No auge da popularização dos aparelhos de video-cassete no Brasil, as locadoras eram uma festa de opções onde as produções mais trashes ganhavam, em termos de quantidade, das ofertas de filmes exemplares do cinema clássico.
Estamos falando dos tempos das fitas de VHS e, talvez alguns lembrem, um filme que obteve mediano destaque foi uma aventura sobre a caçada a um javali gigante. O título era “Razorback – O Corte da Navalha” e foi lançado em 1984. O diretor era o australiano Russell Mulcahy, um nome ainda não muito conhecido no mercado cinematográfico, mas que viria a ter a grande virada de sua carreira dois anos depois, sendo o diretor responsável pelo cultuado “Highlander – O Guerreiro Imortal”, com Christopher Lambert e Sean Connery, além de trilha sonora executada pelo Queen.
Mulcahy não conseguiu capitalizar muitos passos no cinema depois disso. A franquia de mais destaque com a qual ainda se envolveu foi a série Resident Evil, tendo dirigido a sequência de 2007, intitulada “Resident Evil 3 – A Extinção”, e, na área dos seriados, participa ativamente na produção do terror adolescente “Teen Wolf”. O forte de sua carreira eram os videoclips musicais.
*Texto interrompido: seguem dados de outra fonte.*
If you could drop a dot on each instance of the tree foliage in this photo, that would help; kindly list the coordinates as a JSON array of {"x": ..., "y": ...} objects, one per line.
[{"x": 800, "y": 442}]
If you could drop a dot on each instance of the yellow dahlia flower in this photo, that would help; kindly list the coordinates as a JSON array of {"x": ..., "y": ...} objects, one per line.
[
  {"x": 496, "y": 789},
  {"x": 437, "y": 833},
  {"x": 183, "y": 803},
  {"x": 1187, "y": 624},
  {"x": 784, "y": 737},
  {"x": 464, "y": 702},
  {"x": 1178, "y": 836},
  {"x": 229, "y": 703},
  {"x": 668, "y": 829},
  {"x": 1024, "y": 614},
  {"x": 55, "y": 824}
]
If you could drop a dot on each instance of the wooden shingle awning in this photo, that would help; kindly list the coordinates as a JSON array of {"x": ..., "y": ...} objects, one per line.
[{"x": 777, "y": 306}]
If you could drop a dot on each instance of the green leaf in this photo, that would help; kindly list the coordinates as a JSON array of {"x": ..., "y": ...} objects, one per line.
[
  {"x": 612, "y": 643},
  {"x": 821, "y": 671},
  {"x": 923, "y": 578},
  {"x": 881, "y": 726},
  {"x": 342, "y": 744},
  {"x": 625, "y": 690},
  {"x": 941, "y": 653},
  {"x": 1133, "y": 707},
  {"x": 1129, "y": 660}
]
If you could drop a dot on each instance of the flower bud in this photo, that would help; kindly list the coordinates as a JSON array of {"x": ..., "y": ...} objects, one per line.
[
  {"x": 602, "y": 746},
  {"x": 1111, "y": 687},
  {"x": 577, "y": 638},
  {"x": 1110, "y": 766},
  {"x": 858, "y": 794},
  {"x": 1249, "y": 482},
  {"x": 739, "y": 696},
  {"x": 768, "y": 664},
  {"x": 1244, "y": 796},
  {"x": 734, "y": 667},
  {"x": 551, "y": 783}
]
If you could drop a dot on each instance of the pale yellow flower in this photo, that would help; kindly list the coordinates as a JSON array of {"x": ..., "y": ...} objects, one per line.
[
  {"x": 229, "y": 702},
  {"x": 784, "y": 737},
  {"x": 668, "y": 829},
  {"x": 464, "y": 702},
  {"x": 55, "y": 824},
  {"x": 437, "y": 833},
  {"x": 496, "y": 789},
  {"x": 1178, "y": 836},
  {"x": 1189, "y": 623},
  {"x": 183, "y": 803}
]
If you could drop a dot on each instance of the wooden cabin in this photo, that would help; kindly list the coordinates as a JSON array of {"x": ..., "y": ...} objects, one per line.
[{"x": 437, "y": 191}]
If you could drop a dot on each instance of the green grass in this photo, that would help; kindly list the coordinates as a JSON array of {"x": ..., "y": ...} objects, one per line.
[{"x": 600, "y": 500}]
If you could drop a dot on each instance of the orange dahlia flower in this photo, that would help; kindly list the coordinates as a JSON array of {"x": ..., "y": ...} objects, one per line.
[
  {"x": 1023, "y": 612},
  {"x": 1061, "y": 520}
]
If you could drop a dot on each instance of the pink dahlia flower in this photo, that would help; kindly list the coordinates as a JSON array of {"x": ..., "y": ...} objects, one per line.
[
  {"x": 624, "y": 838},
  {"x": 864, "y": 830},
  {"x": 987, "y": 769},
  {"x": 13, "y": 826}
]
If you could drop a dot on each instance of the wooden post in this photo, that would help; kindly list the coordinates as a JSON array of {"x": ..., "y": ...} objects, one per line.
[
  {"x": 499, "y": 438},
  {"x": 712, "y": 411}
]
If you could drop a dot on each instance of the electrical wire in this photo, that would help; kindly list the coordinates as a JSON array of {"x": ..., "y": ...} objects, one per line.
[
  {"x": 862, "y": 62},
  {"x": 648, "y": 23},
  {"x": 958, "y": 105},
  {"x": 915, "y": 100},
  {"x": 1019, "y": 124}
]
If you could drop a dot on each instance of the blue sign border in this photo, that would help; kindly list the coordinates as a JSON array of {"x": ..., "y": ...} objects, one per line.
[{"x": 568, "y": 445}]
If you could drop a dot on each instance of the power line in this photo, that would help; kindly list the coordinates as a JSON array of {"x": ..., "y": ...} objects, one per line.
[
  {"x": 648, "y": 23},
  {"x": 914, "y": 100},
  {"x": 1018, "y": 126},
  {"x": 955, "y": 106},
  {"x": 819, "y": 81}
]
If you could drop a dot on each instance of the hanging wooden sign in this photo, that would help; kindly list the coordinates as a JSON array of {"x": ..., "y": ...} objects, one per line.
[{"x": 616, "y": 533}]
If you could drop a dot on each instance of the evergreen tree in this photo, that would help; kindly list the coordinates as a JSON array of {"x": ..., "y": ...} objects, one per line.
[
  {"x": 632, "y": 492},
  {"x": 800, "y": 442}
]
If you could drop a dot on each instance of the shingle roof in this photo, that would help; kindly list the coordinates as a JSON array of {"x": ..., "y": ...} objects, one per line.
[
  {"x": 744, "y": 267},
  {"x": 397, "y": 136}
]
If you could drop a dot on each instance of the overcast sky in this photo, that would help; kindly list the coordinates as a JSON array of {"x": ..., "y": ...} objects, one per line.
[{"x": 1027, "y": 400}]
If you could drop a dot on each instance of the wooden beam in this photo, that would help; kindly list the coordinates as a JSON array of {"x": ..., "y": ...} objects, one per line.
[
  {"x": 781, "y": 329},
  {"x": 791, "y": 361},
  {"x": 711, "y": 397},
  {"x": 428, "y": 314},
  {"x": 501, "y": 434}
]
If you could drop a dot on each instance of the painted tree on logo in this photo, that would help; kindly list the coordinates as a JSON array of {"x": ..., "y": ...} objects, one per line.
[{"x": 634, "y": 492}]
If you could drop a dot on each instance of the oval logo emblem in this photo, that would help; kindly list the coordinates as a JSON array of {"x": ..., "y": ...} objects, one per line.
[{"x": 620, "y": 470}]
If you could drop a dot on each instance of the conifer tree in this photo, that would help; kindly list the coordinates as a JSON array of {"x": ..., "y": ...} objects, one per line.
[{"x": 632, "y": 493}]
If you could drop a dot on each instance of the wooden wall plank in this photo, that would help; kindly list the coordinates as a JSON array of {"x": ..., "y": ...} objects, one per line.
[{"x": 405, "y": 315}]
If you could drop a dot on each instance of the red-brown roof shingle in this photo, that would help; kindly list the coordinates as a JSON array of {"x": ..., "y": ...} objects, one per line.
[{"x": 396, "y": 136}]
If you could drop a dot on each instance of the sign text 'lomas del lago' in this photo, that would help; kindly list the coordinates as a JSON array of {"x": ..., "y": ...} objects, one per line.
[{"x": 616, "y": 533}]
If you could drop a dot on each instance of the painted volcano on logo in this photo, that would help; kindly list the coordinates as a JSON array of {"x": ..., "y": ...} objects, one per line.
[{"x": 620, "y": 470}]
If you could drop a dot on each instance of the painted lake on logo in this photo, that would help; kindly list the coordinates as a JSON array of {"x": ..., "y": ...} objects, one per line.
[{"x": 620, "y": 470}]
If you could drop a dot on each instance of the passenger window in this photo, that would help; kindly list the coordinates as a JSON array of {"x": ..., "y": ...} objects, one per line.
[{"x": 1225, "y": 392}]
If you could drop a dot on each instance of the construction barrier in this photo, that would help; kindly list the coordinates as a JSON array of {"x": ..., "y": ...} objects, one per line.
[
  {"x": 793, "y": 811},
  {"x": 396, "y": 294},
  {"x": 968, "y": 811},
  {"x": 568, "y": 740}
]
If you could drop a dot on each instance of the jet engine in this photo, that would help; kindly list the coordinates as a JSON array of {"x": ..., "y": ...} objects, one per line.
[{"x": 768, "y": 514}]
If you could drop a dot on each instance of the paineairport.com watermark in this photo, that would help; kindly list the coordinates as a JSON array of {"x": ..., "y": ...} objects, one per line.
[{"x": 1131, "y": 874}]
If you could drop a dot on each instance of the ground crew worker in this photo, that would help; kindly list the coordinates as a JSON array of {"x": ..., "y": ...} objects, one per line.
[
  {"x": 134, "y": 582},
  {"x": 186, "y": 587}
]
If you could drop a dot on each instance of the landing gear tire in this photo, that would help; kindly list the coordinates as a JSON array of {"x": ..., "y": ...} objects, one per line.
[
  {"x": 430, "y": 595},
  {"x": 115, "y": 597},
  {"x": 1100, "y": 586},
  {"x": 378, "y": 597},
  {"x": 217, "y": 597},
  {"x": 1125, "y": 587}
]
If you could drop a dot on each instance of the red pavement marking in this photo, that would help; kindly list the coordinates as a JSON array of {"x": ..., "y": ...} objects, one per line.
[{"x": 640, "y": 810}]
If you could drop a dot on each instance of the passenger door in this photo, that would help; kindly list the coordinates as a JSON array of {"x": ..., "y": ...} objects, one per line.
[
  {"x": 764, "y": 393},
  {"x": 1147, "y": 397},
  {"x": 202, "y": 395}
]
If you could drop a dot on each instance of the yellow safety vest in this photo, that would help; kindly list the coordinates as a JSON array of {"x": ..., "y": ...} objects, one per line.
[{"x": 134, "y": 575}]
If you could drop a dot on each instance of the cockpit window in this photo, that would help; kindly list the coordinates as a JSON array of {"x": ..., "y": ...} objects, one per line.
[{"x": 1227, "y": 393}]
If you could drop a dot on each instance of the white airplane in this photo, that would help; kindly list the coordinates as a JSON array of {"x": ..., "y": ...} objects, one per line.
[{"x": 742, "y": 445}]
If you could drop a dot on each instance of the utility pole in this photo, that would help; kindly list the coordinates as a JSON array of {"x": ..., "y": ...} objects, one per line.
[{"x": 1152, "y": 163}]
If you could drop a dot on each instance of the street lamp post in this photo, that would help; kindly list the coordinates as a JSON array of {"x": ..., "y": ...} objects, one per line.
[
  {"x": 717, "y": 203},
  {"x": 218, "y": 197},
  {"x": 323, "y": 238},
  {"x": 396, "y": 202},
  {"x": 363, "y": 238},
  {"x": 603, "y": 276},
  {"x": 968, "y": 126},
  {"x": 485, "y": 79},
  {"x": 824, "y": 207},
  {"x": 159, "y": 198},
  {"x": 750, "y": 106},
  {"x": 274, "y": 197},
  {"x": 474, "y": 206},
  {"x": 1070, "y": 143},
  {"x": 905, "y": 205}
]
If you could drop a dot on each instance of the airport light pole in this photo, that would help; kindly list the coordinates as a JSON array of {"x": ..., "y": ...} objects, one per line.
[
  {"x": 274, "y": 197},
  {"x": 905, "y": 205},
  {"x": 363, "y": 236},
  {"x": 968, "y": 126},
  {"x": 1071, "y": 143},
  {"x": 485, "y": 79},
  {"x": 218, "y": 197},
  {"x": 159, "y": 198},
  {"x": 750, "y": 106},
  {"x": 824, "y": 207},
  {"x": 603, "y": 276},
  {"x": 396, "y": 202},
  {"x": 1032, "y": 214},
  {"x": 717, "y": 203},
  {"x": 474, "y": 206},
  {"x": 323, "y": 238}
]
Elton John, Billy Joel e Duran Duran eram seus mais recorrentes clientes, sendo que esse último lhe entregou a condução do curta musical “Arena”, de 1985, explicitamente inspirado no filme “Barbarella”, com Jane Fonda.
Quem assistisse seus filmes poderia, facilmente, reconhecer a aplicação do que ele aprendeu realizando vídeos musicais. Alguns bem famosos passaram por suas mãos, como “Bette Davis Eyes”, de Kim Carnes, “Total Eclipse of the Heart”, de Bonnie Tyler, “It´s Raining Again”, do Supertramp, e “The War Song”, do Culture Club. Descontada a passagem do tempo, foram peças promocionais bem executadas. Muito melhores do que aquilo que ele assinou no começo de sua carreira, com uma banda de sua terra natal que também dava seus primeiros passos, o AC/DC.
Dizer que o clip de “Baby Please Don´t Go” foi dirigido é abusar da licença poética. Embora o nome de Russel seja creditado, ele não deve ter feito muita coisa ali além de editar um pouco e lançar. O video foi praticamente retirado de uma apresentação da banda em um programa semanal de televisão chamado “Countdown” – a mesma fonte da qual foi gerado o vídeo para a canção “Problem Child” – mas isso não o torna um trabalho menor ou menos antológico e o fator Bon Scott foi o responsável para fazer deste clip um clássico.
Quando Bon surgiu para cantar pegou todos de surpresa, inclusive seus colegas de banda. O vocalista abusou da canalhice e se travestiu como uma jovem estudante, usando uma peruca louca com trancinhas e um vestido com saia. Tatuagens à mostra e calcinha também, exibida em uma escancarada cambalhota no meio da música, depois de acender um cigarro. Isso era 1976, e a televisão não costumava transgredir pudores dessa natureza. Foi um sacrifício para a banda conseguir concluir a apresentação sem se engasgar em gargalhadas, como pode se ver pela expressão de Phil Rudd, que não consegue tirar os olhos de cima de Bon enquanto toca. Enfim, um video simples mas que surge tão divertido quanto a música que traduz, um cover de Big Joe Williams.
E para fechar o ciclo de conexões, a palavra Highlander, que nomeia o principal trabalho de Russell Mulcahy, é um termo para designar aqueles que vem das Terras Altas, os escoceses. Bon e os irmãos Youngs são escoceses. Verdadeiros Highlanders! Verdadeiros imortais!